Freitag, 11. August 2017

Von Südstaaten-Flair und gespenstischer Stille...

Nachdem wir wie immer bereits 6 Uhr aufgestanden sind (keineswegs mit Absicht), machten wir uns 100 km auf den Weg Richtung Süden und durchfuhren bald die Grenze zu North Carolina. Die Landschaft war geprägt von Hügeln, Wäldern, Kühen und unzähligen Ranches. Ein wahrlich idyllisches Bild. 
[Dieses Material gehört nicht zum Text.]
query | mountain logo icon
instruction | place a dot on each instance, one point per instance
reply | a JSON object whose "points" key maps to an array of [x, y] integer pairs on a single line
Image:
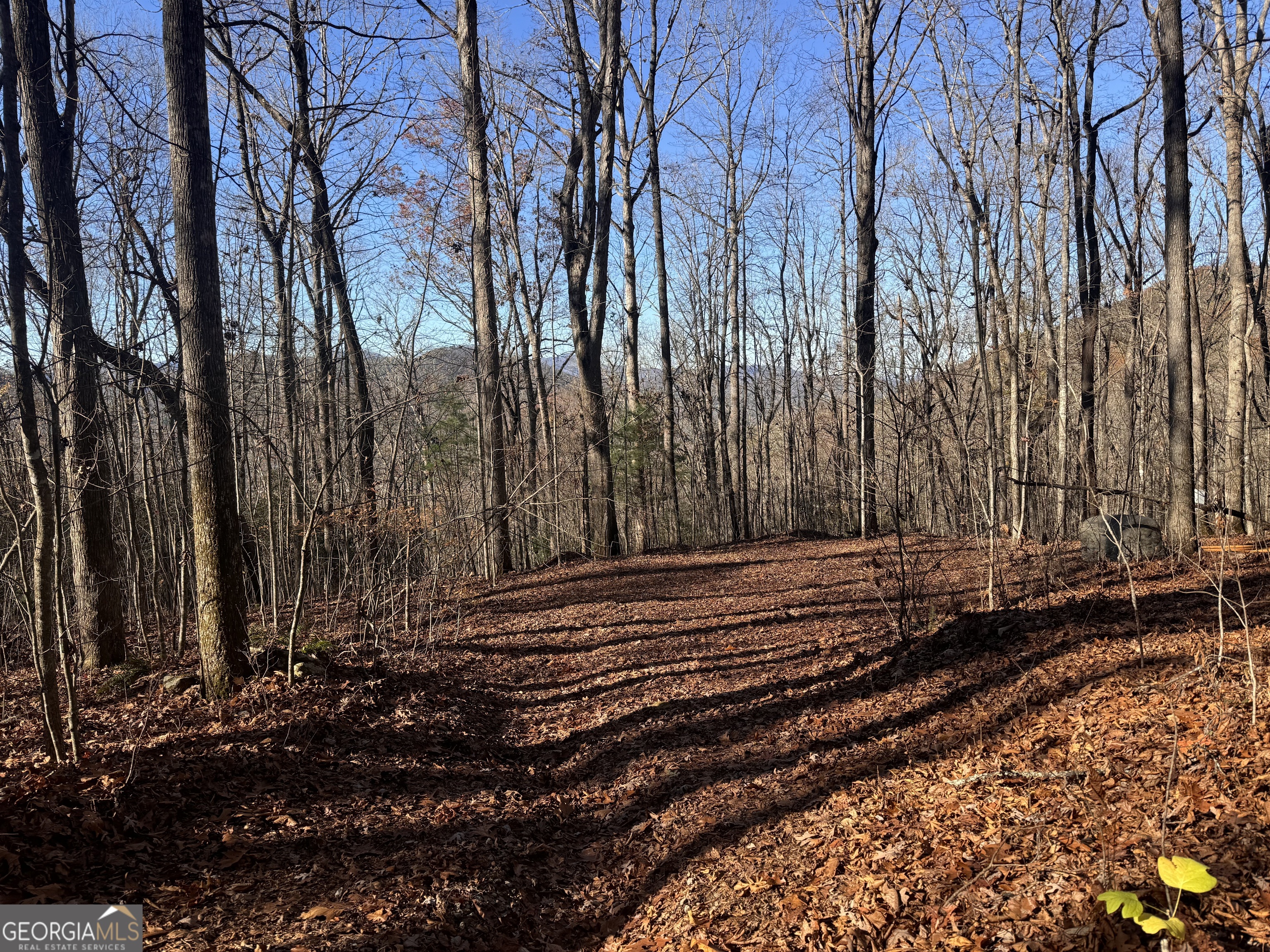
{"points": [[111, 911]]}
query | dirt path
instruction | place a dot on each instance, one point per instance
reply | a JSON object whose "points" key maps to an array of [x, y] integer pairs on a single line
{"points": [[724, 748]]}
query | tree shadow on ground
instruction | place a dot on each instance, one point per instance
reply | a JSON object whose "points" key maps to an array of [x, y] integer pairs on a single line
{"points": [[524, 814]]}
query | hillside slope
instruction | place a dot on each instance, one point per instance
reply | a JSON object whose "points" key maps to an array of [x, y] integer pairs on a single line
{"points": [[710, 751]]}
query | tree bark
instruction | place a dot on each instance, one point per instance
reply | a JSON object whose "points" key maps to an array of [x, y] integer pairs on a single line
{"points": [[50, 139], [1182, 452], [45, 647], [217, 537], [484, 301]]}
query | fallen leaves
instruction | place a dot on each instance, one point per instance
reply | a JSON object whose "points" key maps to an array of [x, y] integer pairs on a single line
{"points": [[328, 911], [597, 751]]}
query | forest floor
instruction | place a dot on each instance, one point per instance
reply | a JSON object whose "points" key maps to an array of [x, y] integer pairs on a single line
{"points": [[719, 751]]}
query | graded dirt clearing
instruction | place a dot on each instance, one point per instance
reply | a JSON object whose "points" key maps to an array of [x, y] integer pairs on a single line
{"points": [[710, 751]]}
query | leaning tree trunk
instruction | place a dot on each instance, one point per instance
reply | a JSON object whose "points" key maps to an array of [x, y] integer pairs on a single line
{"points": [[484, 302], [50, 140], [217, 540], [41, 487], [1182, 451]]}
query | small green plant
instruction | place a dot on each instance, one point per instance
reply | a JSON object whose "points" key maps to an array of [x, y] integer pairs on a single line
{"points": [[319, 649], [1180, 874]]}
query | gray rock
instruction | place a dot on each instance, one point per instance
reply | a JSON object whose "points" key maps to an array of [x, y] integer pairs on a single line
{"points": [[275, 659], [309, 669], [179, 683], [1104, 536]]}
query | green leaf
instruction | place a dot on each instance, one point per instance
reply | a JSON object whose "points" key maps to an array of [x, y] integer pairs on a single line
{"points": [[1127, 903], [1184, 874]]}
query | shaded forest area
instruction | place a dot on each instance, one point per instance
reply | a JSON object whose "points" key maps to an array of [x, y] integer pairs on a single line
{"points": [[724, 750]]}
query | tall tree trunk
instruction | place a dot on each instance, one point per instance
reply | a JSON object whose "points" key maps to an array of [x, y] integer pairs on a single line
{"points": [[736, 464], [630, 339], [1235, 67], [217, 539], [1182, 452], [333, 263], [42, 607], [50, 139], [484, 302], [585, 239], [864, 125]]}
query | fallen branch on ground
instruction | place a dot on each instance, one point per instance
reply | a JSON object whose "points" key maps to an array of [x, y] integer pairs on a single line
{"points": [[1019, 776]]}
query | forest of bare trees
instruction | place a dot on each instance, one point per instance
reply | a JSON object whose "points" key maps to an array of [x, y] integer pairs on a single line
{"points": [[323, 300]]}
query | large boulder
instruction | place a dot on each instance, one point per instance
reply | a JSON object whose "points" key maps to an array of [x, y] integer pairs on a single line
{"points": [[275, 659], [1105, 536]]}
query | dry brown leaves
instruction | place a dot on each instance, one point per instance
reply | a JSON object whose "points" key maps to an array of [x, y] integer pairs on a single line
{"points": [[717, 751]]}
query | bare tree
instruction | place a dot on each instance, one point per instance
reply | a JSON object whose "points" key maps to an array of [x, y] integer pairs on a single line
{"points": [[217, 539]]}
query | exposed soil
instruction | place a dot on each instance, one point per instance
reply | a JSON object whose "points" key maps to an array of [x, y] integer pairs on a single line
{"points": [[705, 751]]}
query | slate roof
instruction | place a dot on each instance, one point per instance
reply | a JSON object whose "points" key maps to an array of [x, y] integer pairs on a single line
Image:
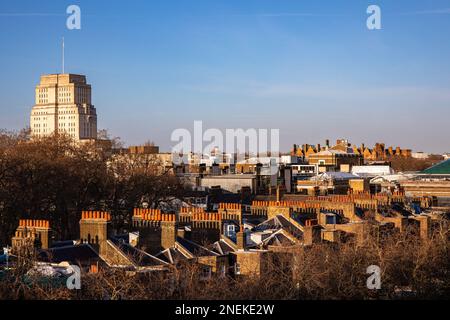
{"points": [[280, 222], [440, 168], [137, 256], [73, 254]]}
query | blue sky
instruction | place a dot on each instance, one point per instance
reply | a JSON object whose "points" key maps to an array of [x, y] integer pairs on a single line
{"points": [[309, 68]]}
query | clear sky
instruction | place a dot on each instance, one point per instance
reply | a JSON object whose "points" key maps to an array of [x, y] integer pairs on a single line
{"points": [[309, 68]]}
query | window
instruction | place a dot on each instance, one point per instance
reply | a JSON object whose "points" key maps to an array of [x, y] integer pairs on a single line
{"points": [[223, 270], [237, 268], [206, 273]]}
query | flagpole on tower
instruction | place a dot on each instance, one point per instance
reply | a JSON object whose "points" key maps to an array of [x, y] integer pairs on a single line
{"points": [[63, 54]]}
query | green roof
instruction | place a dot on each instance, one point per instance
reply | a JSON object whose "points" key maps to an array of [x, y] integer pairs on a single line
{"points": [[440, 168]]}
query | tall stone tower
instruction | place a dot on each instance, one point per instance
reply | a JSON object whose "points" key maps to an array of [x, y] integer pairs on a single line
{"points": [[63, 105]]}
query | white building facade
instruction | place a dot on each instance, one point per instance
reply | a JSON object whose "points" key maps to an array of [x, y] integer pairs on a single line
{"points": [[63, 105]]}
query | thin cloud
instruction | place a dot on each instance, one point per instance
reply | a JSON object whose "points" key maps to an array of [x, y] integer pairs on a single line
{"points": [[285, 14], [428, 12], [29, 14]]}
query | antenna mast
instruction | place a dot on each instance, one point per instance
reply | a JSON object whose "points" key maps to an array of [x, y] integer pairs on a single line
{"points": [[63, 54]]}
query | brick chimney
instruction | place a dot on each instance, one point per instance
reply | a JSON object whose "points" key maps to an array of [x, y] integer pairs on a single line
{"points": [[32, 232], [312, 232], [206, 227], [157, 230], [95, 229], [241, 239]]}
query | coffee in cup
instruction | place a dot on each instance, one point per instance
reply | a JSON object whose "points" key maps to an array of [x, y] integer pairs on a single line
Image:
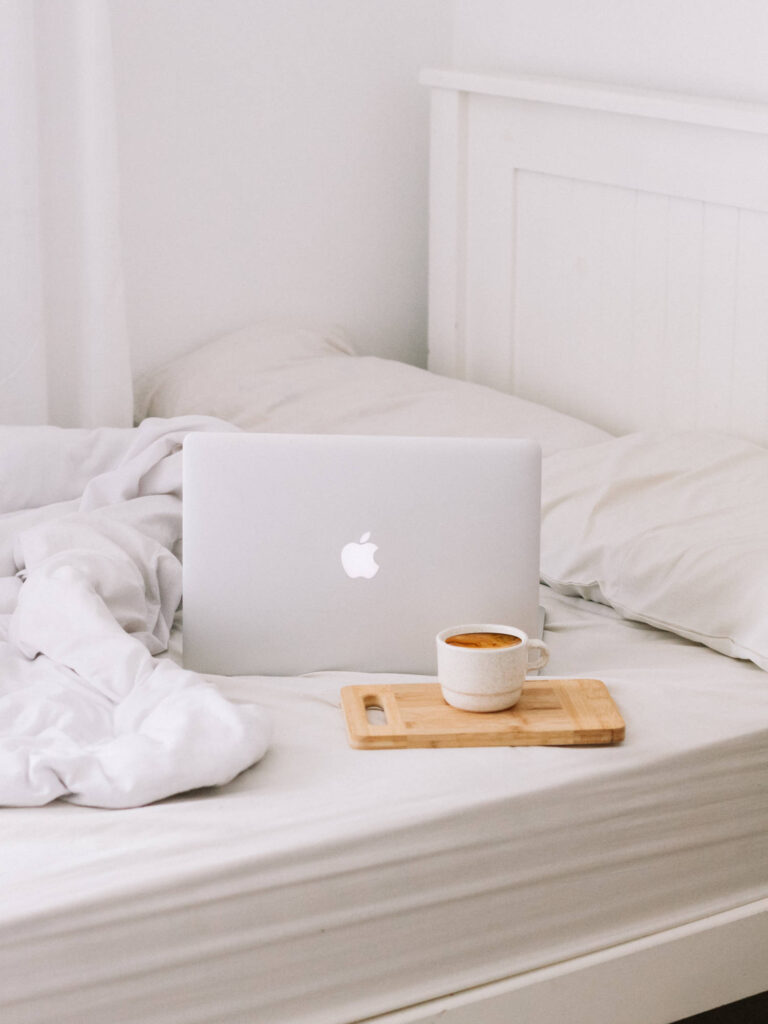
{"points": [[483, 667], [483, 640]]}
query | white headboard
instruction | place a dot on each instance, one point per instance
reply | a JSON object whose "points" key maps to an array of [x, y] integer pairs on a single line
{"points": [[603, 251]]}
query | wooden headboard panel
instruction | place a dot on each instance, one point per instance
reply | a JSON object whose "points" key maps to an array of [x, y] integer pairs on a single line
{"points": [[602, 251]]}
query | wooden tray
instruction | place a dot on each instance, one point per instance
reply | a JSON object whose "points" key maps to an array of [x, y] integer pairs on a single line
{"points": [[550, 713]]}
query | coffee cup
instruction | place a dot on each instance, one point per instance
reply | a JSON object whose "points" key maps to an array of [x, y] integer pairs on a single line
{"points": [[482, 667]]}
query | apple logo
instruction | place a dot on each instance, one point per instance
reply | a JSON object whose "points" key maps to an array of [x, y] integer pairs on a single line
{"points": [[357, 559]]}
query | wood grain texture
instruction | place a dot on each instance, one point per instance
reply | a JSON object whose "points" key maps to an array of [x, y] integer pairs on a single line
{"points": [[550, 713]]}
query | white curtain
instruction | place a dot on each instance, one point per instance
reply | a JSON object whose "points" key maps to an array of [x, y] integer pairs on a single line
{"points": [[64, 345]]}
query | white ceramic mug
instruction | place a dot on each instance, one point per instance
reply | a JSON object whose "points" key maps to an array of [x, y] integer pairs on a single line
{"points": [[476, 678]]}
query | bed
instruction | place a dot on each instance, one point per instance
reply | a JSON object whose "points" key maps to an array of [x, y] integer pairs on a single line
{"points": [[595, 283]]}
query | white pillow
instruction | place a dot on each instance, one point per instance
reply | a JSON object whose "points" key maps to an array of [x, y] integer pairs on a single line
{"points": [[669, 530], [306, 381], [220, 373]]}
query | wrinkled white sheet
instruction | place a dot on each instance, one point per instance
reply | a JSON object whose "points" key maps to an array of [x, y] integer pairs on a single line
{"points": [[90, 579]]}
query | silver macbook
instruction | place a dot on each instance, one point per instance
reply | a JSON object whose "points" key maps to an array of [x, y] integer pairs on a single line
{"points": [[312, 552]]}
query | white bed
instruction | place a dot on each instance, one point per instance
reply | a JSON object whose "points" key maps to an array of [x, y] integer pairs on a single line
{"points": [[329, 886]]}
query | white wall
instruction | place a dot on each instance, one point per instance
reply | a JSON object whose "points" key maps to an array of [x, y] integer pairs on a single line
{"points": [[273, 163], [714, 47]]}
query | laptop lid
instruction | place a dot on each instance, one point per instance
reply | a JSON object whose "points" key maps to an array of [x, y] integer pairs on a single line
{"points": [[316, 552]]}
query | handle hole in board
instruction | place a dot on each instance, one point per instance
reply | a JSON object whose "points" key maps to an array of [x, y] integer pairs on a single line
{"points": [[375, 714]]}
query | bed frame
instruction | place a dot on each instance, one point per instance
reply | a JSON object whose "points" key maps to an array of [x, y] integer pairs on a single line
{"points": [[604, 251], [601, 250]]}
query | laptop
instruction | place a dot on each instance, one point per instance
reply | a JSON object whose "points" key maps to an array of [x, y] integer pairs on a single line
{"points": [[303, 553]]}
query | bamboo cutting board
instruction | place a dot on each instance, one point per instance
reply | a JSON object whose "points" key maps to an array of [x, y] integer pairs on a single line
{"points": [[550, 713]]}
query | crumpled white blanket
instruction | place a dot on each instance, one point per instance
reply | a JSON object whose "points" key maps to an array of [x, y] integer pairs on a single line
{"points": [[90, 578]]}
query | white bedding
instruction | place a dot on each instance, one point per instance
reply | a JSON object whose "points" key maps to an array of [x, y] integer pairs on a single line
{"points": [[90, 525], [327, 884]]}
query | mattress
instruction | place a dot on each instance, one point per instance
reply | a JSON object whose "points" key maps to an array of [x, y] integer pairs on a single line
{"points": [[328, 885]]}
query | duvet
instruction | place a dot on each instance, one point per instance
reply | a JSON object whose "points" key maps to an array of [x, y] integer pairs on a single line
{"points": [[90, 580]]}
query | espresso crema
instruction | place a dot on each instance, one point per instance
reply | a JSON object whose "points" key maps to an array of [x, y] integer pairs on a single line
{"points": [[482, 640]]}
Das erste Ziel war der Moses H. Cone Memorial Park. Obwohl die Landschaft erneut in Nebel gehüllt war, war der Park mit seinen kleinen Seen ein fantastisches Ausflugsziel. Dazu gehört das riesige Anwesen eines Textilunternehmers von 1901. Die weiße Villa im Kolonialstil ließ im Nebel erahnen wie ehemals Plantagen mit ihren Herrenhäusern in den Südstaaten bewohnt wurden. 



Der weitere Weg führte wieder auf dem Blue Ridge Parkway Richtung Süden. Immer zu gelangte man an Aussichtspunkte, die wahrscheinlich eine grandiose Sicht auf die grüne Landschaft boten. Aber wir sahen nichts, gar nichts. Die "Berge des Nebels" wurden ihrem Ruf erneut gerecht. Aber dieses Mal schlug es auch auf unsere Stimmung nieder. 
Bass Lake 

Was tun die da? 
Nach 3 Tagen Nebel und Einsamkeit ist man wahrlich froh wieder in einer belebten Stadt anzukommen. Und diese war heute Asheville, nicht weit von der Grenze zu Tennessee entfernt. 







Cone Mansion 
Wie immer wohnen wir in einem Motel ziemlich außerhalb. Um einkaufen zu gehen oder etwas zu essen muss man meist fahren. Und als wir abends spazieren gehen wollten, merkten wir, dass es hier nicht mal einen Bordstein gab. Nein und man kann nicht am Straßenrand entlang gehen. Straßen wie wir sie kennen gibt es nicht. Eine normale Ortsdurchfahrt hat 4 Spuren - zwei in jede Richtung. Als wir dann mal die Benzinpreise berechnet haben, ist dies alles auch kein Wunder: 0.47€/Liter! Deswegen muss hier auch jeder Pickup größer wie der andere sein. 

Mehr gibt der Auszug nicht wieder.